Rival Consoles
Overflow
6/10
6/10
Be advised: this one is a bit different from your common-or-garden Rival Consoles record. Created to accompany a contemporary dance piece from Alexander Whitley, Overflow is a record that attempts to dissect the “human and emotional consequences” of life surrounded by data.
Thus motivated, both the dance production and its soundtrack work to make sense of the coal face of digital marketing, unravelling the tangled relationship between social media and the advertising and political compacts that aim to exploit data for profit and personal gain.
Musically speaking, this new collection of tracks sit somewhere between the dense soundscapes of last year’s Articulation and the more melodic portions of 2018’s acclaimed Persona.

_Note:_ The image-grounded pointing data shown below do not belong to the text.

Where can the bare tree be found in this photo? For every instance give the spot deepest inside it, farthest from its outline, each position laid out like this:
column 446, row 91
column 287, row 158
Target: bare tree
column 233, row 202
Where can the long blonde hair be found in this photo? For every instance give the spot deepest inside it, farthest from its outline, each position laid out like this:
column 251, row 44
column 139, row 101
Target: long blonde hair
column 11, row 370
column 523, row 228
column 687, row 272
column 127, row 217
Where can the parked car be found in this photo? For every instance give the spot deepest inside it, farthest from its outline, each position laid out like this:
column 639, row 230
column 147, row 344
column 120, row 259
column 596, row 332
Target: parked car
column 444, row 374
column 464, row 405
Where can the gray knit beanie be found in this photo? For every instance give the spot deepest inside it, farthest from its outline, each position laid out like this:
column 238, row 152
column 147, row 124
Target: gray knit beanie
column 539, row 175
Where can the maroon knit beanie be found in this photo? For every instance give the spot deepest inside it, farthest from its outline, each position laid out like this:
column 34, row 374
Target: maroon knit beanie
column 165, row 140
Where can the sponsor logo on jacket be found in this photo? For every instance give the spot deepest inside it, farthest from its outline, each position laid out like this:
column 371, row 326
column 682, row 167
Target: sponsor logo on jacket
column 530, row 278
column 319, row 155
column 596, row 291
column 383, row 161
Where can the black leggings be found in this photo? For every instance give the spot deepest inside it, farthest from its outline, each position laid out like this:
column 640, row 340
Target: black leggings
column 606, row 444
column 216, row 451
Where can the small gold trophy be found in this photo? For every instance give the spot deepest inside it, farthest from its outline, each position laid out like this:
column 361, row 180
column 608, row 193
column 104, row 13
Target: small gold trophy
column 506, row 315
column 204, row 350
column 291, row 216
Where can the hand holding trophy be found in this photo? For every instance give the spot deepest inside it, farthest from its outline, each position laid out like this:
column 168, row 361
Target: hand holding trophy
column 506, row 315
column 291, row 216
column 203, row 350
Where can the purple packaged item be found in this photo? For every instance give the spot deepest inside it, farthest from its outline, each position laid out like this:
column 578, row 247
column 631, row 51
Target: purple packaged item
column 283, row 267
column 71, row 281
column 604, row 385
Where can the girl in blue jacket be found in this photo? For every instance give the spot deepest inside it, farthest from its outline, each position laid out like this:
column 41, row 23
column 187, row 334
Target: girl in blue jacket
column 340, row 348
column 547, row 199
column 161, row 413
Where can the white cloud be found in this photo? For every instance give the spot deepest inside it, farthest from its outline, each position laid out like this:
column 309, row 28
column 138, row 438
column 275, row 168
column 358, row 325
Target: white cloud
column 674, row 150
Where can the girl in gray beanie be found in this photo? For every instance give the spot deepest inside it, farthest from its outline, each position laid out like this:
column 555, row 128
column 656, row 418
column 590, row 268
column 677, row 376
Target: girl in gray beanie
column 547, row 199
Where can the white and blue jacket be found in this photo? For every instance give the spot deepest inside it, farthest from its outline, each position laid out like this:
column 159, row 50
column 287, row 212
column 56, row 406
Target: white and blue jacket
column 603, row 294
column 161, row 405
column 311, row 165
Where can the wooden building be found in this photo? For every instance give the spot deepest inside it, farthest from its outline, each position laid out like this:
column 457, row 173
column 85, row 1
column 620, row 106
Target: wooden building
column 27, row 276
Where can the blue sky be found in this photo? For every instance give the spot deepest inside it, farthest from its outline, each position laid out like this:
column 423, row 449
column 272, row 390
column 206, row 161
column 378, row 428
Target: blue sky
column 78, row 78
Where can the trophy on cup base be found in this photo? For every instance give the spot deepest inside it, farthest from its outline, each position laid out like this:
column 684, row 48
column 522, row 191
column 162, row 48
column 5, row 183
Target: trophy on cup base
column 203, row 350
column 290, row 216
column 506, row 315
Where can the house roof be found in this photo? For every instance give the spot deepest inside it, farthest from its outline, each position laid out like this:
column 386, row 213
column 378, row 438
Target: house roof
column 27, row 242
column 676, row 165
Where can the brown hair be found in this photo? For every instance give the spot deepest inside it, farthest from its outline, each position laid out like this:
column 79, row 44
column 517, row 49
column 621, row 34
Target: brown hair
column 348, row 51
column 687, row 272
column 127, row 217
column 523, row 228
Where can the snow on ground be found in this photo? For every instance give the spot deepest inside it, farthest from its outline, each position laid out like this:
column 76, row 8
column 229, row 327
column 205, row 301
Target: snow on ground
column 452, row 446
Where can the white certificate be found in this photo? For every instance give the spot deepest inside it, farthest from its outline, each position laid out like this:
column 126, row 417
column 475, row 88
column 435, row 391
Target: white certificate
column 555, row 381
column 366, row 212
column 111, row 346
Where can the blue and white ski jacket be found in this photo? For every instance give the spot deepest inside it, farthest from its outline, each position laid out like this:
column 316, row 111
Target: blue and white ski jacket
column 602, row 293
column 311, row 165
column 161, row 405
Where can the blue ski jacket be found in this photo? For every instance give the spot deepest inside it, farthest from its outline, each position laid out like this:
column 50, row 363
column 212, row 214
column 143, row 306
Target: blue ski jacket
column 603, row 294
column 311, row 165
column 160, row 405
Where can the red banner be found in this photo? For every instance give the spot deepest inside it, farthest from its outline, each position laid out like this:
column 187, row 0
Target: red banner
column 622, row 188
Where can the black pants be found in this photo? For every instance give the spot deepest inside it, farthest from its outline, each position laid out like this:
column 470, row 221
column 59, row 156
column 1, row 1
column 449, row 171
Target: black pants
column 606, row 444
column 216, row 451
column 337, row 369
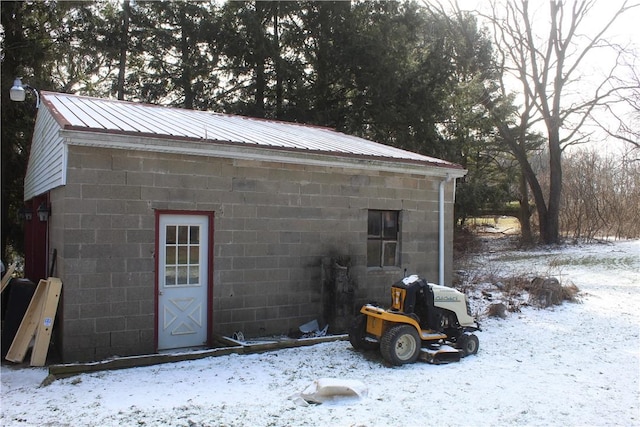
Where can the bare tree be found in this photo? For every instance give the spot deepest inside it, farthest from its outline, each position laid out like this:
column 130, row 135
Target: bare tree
column 545, row 72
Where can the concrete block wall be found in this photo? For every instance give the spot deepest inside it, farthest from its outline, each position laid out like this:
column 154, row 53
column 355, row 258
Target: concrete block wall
column 274, row 223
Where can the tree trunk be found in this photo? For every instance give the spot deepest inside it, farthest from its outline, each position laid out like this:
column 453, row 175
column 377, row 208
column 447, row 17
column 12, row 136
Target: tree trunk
column 551, row 233
column 277, row 60
column 186, row 61
column 124, row 45
column 524, row 215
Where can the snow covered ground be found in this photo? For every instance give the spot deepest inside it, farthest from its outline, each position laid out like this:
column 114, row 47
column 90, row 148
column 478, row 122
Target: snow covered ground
column 575, row 364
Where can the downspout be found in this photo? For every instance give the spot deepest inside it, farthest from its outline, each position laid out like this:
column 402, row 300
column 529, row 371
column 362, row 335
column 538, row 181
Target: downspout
column 441, row 229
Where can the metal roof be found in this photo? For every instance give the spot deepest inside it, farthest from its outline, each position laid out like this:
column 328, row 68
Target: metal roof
column 81, row 113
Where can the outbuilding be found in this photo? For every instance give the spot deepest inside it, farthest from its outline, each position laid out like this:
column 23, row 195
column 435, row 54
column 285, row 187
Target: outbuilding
column 168, row 226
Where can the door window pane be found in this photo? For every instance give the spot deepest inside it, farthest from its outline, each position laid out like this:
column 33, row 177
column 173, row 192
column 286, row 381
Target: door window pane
column 182, row 255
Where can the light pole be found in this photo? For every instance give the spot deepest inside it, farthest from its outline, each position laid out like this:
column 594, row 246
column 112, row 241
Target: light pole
column 18, row 93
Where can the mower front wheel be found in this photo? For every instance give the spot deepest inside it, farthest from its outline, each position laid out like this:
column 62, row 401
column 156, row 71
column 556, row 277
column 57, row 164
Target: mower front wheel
column 400, row 344
column 468, row 343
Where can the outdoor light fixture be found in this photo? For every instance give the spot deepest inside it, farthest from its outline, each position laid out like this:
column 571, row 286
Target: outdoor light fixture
column 43, row 212
column 26, row 213
column 18, row 92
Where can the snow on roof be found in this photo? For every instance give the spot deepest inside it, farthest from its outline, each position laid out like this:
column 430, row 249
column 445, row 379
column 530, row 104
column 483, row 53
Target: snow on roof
column 83, row 113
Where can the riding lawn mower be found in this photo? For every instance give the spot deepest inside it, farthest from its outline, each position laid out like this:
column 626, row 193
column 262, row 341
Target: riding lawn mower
column 425, row 321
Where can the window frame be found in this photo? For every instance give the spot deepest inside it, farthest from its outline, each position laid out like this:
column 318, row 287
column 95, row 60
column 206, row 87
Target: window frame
column 378, row 234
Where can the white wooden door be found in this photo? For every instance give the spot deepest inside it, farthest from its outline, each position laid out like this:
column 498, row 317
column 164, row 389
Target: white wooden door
column 182, row 281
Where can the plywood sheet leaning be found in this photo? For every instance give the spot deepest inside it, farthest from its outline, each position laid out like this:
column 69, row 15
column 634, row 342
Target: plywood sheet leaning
column 38, row 322
column 45, row 325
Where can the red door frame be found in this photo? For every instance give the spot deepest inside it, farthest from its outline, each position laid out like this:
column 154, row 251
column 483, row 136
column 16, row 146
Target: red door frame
column 36, row 241
column 210, row 216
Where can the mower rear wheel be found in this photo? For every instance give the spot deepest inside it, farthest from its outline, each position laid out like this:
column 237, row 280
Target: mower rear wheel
column 358, row 333
column 400, row 344
column 468, row 343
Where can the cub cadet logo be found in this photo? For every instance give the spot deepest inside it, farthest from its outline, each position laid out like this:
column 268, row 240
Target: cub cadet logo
column 446, row 299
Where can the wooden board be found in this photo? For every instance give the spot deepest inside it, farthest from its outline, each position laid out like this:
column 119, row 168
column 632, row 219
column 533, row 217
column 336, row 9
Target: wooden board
column 7, row 276
column 29, row 324
column 45, row 326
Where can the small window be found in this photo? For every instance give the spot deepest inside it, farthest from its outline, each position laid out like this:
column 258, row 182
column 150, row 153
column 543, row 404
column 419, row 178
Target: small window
column 382, row 239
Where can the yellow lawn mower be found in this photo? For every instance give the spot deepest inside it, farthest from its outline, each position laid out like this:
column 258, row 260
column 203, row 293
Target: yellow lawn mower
column 425, row 321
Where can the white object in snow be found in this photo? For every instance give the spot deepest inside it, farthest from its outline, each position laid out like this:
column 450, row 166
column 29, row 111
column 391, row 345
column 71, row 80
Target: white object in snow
column 324, row 389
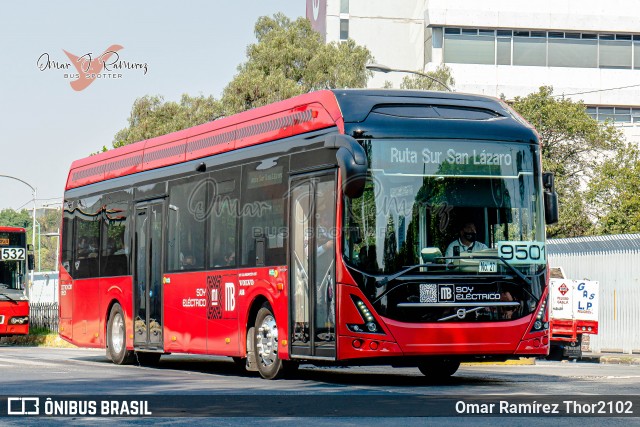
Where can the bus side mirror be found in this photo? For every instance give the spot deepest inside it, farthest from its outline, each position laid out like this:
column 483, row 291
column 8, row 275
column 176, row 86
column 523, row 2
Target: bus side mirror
column 551, row 213
column 352, row 161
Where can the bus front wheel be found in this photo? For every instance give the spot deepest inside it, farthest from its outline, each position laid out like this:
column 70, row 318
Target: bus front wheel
column 117, row 338
column 439, row 369
column 266, row 345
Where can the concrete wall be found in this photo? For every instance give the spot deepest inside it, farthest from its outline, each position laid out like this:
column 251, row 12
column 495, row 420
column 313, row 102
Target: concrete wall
column 619, row 304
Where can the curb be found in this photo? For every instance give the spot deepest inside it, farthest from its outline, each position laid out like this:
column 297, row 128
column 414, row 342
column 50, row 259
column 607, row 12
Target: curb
column 617, row 359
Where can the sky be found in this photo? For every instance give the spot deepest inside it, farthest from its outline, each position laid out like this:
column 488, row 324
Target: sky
column 189, row 47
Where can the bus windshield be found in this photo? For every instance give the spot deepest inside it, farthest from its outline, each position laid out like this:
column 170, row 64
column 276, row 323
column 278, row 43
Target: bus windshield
column 421, row 194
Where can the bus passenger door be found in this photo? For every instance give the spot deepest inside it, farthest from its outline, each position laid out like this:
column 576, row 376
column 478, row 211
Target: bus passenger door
column 312, row 269
column 147, row 284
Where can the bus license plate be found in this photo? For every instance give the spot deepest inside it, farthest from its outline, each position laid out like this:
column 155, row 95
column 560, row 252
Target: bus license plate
column 488, row 267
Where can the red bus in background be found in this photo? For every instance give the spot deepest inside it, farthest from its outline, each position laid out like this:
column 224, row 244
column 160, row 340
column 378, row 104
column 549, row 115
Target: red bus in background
column 315, row 230
column 14, row 265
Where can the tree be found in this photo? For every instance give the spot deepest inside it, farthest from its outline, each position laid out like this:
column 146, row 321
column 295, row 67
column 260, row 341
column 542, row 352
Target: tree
column 573, row 146
column 614, row 192
column 11, row 218
column 151, row 117
column 289, row 59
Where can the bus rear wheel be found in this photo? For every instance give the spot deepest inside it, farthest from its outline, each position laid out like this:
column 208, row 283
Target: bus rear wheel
column 117, row 338
column 439, row 369
column 266, row 345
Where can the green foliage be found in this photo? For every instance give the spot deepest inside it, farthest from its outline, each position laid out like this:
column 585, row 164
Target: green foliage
column 573, row 146
column 11, row 218
column 442, row 74
column 614, row 192
column 151, row 117
column 289, row 59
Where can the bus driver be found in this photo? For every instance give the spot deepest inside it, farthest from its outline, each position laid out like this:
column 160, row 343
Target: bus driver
column 467, row 242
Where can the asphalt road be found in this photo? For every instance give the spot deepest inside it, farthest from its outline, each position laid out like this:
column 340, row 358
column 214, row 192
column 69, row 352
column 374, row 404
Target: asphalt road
column 85, row 372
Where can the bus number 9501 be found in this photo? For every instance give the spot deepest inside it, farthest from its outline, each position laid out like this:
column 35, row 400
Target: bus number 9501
column 522, row 252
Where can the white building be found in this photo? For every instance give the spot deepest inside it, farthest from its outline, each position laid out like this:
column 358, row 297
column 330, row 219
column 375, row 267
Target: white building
column 586, row 49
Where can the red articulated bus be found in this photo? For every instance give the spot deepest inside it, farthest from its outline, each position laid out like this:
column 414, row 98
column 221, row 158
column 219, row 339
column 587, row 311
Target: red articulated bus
column 315, row 230
column 14, row 304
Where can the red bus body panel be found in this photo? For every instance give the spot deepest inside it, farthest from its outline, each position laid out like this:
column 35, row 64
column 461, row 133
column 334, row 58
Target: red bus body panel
column 192, row 324
column 304, row 113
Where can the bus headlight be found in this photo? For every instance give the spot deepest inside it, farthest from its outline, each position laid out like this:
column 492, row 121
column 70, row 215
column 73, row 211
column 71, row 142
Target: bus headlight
column 370, row 325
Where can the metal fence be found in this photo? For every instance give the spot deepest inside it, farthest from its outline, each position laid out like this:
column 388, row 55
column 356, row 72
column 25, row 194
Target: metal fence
column 44, row 315
column 614, row 261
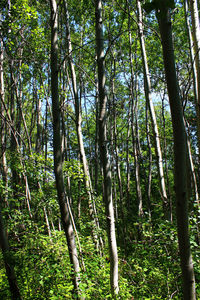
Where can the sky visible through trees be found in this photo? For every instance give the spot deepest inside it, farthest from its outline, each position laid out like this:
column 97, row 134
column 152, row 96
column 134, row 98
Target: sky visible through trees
column 99, row 149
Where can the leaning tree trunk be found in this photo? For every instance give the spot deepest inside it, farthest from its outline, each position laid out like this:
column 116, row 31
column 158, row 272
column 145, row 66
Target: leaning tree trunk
column 196, row 70
column 87, row 178
column 147, row 87
column 58, row 170
column 104, row 151
column 180, row 154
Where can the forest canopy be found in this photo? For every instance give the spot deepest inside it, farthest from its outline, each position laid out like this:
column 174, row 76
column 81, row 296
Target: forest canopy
column 99, row 149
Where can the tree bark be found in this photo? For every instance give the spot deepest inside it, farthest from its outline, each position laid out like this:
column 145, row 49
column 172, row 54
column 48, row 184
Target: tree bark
column 196, row 48
column 104, row 151
column 180, row 154
column 87, row 178
column 64, row 206
column 147, row 88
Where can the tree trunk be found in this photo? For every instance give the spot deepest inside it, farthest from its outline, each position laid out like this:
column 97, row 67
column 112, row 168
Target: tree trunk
column 147, row 87
column 87, row 178
column 64, row 206
column 104, row 152
column 196, row 70
column 180, row 154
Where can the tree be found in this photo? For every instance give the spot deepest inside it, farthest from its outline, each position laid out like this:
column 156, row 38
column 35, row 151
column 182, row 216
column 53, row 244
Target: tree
column 62, row 198
column 180, row 150
column 104, row 151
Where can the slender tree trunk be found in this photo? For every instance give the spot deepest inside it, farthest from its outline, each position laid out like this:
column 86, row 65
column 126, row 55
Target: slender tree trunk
column 147, row 87
column 87, row 178
column 104, row 151
column 196, row 71
column 180, row 154
column 64, row 206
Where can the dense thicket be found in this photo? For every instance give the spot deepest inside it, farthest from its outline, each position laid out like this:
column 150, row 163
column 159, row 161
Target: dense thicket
column 97, row 200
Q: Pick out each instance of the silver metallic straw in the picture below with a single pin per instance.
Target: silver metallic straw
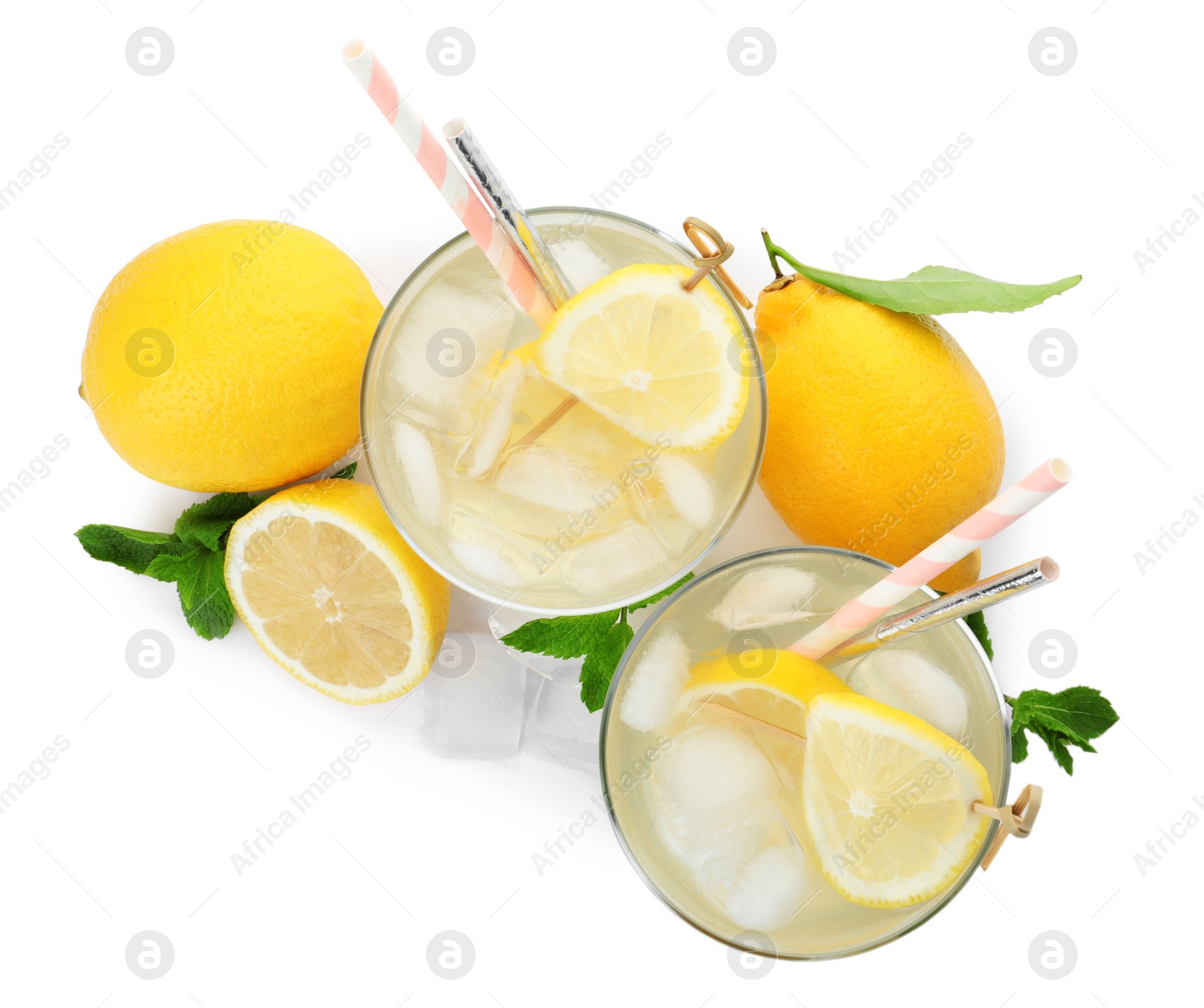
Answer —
(509, 213)
(948, 608)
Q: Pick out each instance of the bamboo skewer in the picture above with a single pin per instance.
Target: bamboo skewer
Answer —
(1015, 819)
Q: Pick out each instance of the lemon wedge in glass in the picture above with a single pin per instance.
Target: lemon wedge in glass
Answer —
(886, 800)
(655, 359)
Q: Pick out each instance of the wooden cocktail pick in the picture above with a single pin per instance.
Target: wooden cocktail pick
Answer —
(1015, 819)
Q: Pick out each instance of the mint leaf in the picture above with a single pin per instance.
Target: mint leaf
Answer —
(1072, 717)
(596, 636)
(601, 662)
(206, 523)
(662, 594)
(128, 548)
(1079, 712)
(932, 291)
(182, 570)
(1019, 743)
(1057, 745)
(977, 623)
(193, 556)
(208, 611)
(561, 636)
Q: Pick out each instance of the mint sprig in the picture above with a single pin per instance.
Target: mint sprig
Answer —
(600, 638)
(1072, 717)
(192, 556)
(932, 291)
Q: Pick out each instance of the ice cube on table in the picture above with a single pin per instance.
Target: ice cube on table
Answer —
(912, 682)
(560, 729)
(768, 596)
(445, 353)
(712, 779)
(656, 680)
(608, 562)
(491, 553)
(495, 423)
(421, 471)
(476, 708)
(579, 263)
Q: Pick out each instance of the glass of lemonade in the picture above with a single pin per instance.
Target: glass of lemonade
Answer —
(583, 518)
(710, 806)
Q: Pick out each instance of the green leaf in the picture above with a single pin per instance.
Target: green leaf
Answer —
(977, 623)
(128, 548)
(206, 523)
(1019, 743)
(1057, 745)
(563, 636)
(1079, 712)
(210, 611)
(932, 291)
(601, 662)
(662, 594)
(184, 570)
(1061, 720)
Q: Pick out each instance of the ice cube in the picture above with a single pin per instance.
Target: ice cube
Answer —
(911, 682)
(768, 596)
(713, 777)
(475, 708)
(628, 554)
(655, 682)
(493, 428)
(445, 353)
(421, 471)
(491, 553)
(561, 729)
(559, 480)
(771, 888)
(688, 488)
(674, 498)
(579, 263)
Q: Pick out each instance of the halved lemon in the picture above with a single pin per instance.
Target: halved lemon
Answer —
(886, 800)
(333, 592)
(774, 687)
(652, 357)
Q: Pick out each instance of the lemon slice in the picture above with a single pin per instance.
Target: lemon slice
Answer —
(650, 355)
(333, 592)
(886, 800)
(774, 687)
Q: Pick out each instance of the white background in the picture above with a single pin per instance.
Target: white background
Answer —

The need to keep the beat gives the record an unerring sense of direction, and within the motorik-like rhythms, these songs pulsate with barely contained paranoia. Butted up against the more dancefloor-friendly jams, the approach gives an unnerving edge to the album, even as the music reaches euphoria. ‘Pulses of Information’ is definitely the album standout, and its dark, almost Balearic trance is a work of nail-biting tension.
All in all, Overflow is a pretty solid grist to the mill as far as Rival Consoles records go. There are interesting moments on here, and the dense subject matter definitely adds a lot of emotional heft. However, you can’t get away from the fact that this is half of a whole, and without the performance portion, this always feels like a portion of the story rather than an entire statement.